Une histoire véridique
Lion est un film réalisé par Garth Davis, sorti en 2016 avec Dev Patel dans le rôle titre. Il raconte l’histoire vraie de Saroo, un petit garçon indien qui se perd à 5 ans dans les rues de Calcutta et finit par être adopté par une famille en Australie. La force du film réside autant dans le parcours physique de Saroo que dans son cheminement intérieur, fait de recherche, de nostalgie et de reconstruction.

La perte et la séparation
A 5 ans, Saroo est séparé de son frère aîné Guddu et de sa famille biologique. Cette perte précoce constitue un traumatisme silencieux : il se retrouve seul, désorienté, et doit alors survivre dans un environnement inconnu. Ainsi, sa peur, son isolement et sa solitude témoignent de l’impact profond de la séparation sur un enfant. Cela illustre comment un lien interrompu peut marquer durablement le développement affectif et identitaire.

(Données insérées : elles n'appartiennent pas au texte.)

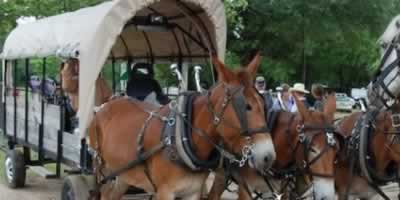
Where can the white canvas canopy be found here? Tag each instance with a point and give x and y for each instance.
(111, 29)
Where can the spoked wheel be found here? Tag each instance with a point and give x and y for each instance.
(77, 187)
(14, 169)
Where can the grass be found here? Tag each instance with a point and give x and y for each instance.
(3, 148)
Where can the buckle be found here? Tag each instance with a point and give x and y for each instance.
(330, 139)
(395, 120)
(171, 121)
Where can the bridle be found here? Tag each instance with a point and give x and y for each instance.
(234, 96)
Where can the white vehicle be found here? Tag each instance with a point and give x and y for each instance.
(358, 93)
(184, 33)
(344, 103)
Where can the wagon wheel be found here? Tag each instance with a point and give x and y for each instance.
(77, 187)
(14, 169)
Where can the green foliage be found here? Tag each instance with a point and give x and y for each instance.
(334, 41)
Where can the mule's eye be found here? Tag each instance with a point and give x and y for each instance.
(248, 107)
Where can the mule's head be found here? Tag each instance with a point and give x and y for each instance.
(238, 115)
(386, 146)
(318, 147)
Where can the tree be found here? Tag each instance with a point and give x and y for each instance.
(329, 39)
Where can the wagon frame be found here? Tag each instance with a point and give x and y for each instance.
(190, 32)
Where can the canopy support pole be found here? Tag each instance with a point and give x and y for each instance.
(4, 87)
(27, 79)
(14, 93)
(42, 125)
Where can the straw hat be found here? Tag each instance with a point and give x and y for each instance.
(299, 87)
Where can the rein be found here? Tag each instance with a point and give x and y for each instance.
(142, 155)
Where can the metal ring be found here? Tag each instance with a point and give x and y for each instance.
(171, 121)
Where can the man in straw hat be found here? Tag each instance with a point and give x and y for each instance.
(284, 99)
(300, 92)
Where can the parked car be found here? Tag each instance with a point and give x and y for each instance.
(344, 103)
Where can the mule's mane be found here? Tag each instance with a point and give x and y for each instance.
(245, 77)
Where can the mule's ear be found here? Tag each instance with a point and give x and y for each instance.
(301, 108)
(254, 64)
(224, 74)
(330, 107)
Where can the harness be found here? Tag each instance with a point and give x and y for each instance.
(307, 134)
(362, 160)
(383, 79)
(183, 143)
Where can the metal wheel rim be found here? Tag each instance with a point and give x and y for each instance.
(68, 193)
(9, 169)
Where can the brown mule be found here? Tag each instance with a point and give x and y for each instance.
(287, 134)
(116, 127)
(385, 148)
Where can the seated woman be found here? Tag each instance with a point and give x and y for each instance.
(141, 84)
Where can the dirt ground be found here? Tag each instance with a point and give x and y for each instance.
(39, 188)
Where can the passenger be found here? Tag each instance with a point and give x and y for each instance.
(317, 91)
(284, 100)
(261, 88)
(70, 85)
(300, 92)
(142, 85)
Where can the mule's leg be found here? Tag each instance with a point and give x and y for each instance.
(114, 190)
(218, 186)
(164, 193)
(195, 196)
(243, 193)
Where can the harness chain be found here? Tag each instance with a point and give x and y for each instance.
(144, 155)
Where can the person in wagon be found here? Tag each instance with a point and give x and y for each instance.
(70, 85)
(318, 92)
(298, 90)
(142, 85)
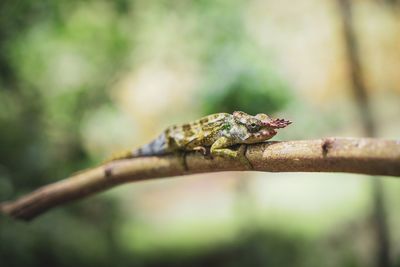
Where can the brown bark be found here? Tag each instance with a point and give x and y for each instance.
(364, 156)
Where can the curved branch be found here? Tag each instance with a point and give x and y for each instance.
(364, 156)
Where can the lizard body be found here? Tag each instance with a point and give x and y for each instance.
(217, 132)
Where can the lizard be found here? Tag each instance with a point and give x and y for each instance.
(216, 132)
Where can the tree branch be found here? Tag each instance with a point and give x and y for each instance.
(364, 156)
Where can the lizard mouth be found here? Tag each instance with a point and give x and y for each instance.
(276, 123)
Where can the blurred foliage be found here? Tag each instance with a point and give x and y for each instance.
(57, 62)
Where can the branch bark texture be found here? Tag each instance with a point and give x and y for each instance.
(364, 156)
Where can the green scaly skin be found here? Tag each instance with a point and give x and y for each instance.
(216, 132)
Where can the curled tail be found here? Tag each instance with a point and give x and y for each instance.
(157, 147)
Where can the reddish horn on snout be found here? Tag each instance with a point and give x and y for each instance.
(277, 123)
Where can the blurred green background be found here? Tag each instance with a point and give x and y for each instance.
(82, 79)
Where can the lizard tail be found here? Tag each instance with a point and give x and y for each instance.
(157, 147)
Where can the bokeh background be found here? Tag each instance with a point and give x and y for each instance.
(82, 79)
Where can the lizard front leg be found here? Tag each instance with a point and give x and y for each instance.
(219, 148)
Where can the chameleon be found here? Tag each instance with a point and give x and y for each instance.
(215, 133)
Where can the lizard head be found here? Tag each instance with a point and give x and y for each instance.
(260, 127)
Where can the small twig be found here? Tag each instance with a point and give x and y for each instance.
(364, 156)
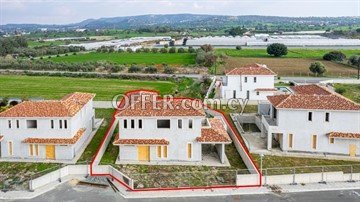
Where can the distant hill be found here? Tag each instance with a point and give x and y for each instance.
(192, 21)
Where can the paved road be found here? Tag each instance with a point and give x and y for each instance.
(68, 192)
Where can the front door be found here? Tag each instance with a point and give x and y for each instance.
(50, 152)
(352, 150)
(143, 153)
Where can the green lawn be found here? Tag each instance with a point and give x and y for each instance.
(292, 53)
(351, 91)
(56, 87)
(130, 58)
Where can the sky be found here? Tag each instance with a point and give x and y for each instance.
(72, 11)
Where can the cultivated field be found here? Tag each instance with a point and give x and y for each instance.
(131, 58)
(292, 53)
(56, 87)
(289, 66)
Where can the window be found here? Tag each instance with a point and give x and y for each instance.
(31, 123)
(125, 123)
(140, 123)
(314, 141)
(327, 116)
(190, 123)
(163, 123)
(132, 123)
(10, 148)
(290, 140)
(189, 150)
(179, 123)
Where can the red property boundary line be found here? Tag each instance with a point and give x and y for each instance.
(228, 122)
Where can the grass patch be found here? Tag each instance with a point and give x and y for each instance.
(131, 58)
(351, 91)
(90, 150)
(57, 87)
(292, 53)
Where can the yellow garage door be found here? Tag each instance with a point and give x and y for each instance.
(50, 151)
(352, 150)
(143, 153)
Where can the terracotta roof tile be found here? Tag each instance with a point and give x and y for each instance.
(216, 132)
(67, 141)
(140, 141)
(311, 89)
(344, 135)
(254, 69)
(66, 107)
(155, 106)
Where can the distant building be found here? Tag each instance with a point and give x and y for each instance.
(47, 130)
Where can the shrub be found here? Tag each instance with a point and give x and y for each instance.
(172, 50)
(317, 68)
(134, 68)
(169, 70)
(334, 56)
(163, 50)
(277, 49)
(150, 70)
(181, 50)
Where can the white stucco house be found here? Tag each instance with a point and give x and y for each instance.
(253, 82)
(313, 119)
(51, 130)
(154, 131)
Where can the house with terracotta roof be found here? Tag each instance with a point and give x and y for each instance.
(160, 130)
(313, 119)
(252, 82)
(53, 130)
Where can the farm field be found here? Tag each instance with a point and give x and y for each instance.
(289, 66)
(292, 53)
(131, 58)
(57, 87)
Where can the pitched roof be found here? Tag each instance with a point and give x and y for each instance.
(311, 89)
(216, 132)
(152, 105)
(140, 141)
(254, 69)
(66, 141)
(344, 135)
(68, 106)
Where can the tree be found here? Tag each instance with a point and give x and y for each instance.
(355, 61)
(334, 56)
(277, 49)
(317, 68)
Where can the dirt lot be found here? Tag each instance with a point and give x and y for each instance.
(290, 66)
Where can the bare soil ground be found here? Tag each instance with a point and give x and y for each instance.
(290, 66)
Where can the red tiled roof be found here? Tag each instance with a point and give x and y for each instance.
(66, 107)
(216, 132)
(303, 101)
(344, 135)
(266, 89)
(140, 141)
(254, 69)
(73, 140)
(311, 89)
(154, 106)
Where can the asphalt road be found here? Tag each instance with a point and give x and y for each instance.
(68, 192)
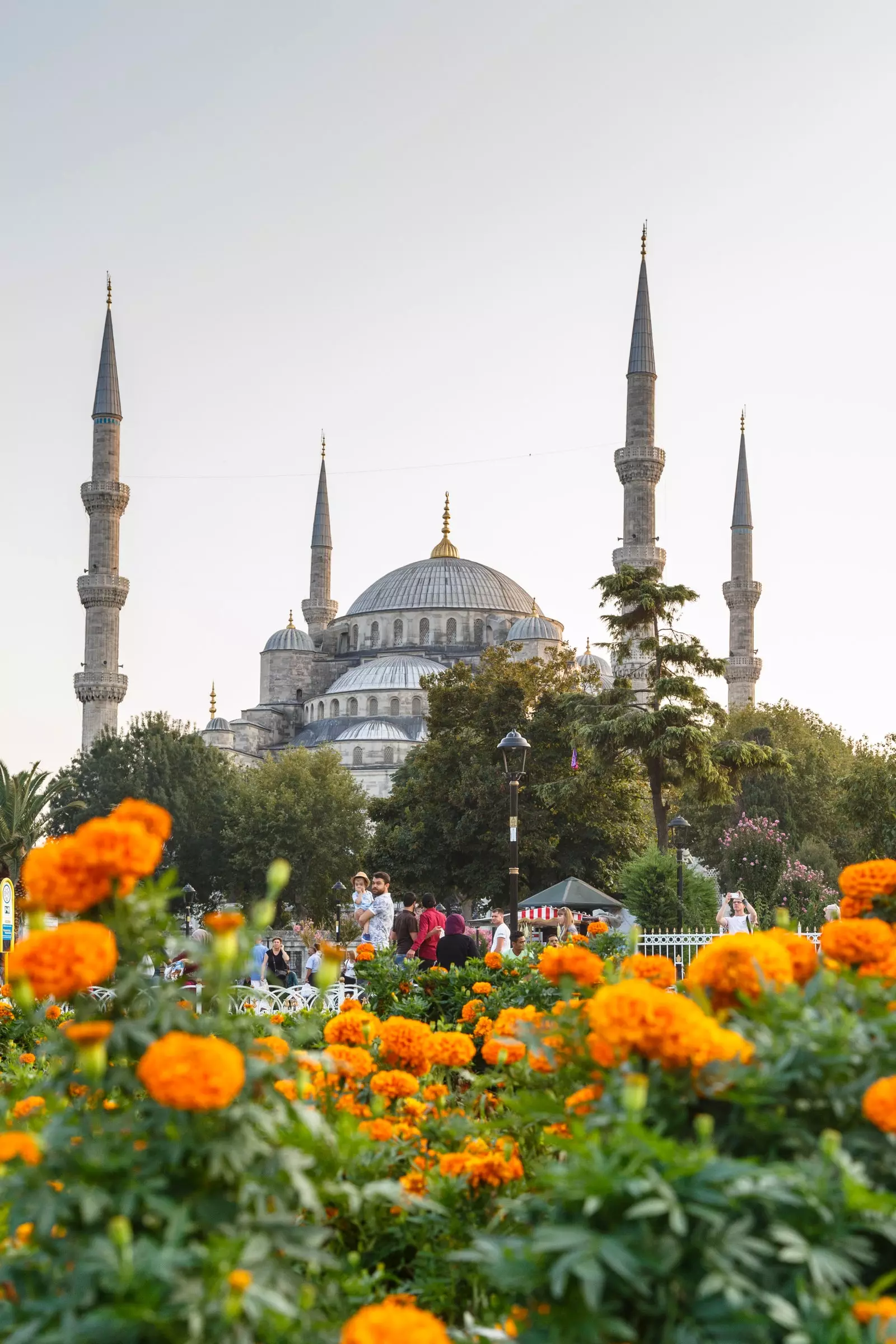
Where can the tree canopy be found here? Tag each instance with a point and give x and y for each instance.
(445, 824)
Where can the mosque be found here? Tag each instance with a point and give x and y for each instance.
(354, 682)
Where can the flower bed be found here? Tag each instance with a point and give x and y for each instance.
(573, 1151)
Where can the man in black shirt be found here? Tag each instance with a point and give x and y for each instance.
(405, 928)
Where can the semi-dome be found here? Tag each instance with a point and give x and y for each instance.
(444, 582)
(375, 730)
(533, 628)
(401, 673)
(291, 639)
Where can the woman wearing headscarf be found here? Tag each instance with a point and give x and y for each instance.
(456, 946)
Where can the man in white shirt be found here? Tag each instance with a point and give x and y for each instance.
(501, 936)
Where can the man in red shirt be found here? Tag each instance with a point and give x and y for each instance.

La reconstruction dans sa famille adoptive
Adopté par une famille australienne aimante, Saroo découvre un foyer sécurisant et un amour stable. Cette expérience montre donc que, malgré un traumatisme initial, le développement d’un attachement sécure peut permettre la résilience. La tendresse de sa mère adoptive et la stabilité du foyer deviennent un socle solide sur lequel Saroo pourra plus tard chercher ses origines, sans que ce nouvel attachement ne soit menacé ou annulé par son passé.
La quête d’identité et de mémoire
Devenu adulte, Saroo ressent un vide, une nostalgie. Il se questionne profondément sur ses origines. Ses souvenirs d’enfance, parfois flous et morcelés, le poussent alors à entreprendre un voyage intérieur et géographique pour retrouver sa famille biologique. Cette recherche illustre ainsi l’importance de l’histoire personnelle et des racines dans la construction identitaire, et comment le manque de certaines informations peut générer le sentiment d’être incomplet.
Les retrouvailles avec sa famille biologique
Après des années de recherche, Saroo retrouve enfin sa mère biologique, ainsi que sa sœur. Ce moment est chargé d’émotion, mais le film souligne un point essentiel : sa mère adoptive n’est pas remplacée ni oubliée. Les deux relations coexistent et témoignent de la complexité des liens affectifs. Sa mère biologique représente la mémoire, les racines et la reconnaissance de son passé, tandis que sa mère adoptive incarne le présent, la sécurité et l’amour constant.
Une histoire de résilience et de lien
Lion nous montre ainsi avec délicatesse que les blessures d’enfance, même profondes, peuvent être surmontées grâce à des liens sécurisants et à la détermination personnelle. Par conséquent, la quête de Saroo rappelle que la reconstruction identitaire n’efface pas l’attachement déjà acquis et que les liens d’amour peuvent se multiplier sans se remplacer.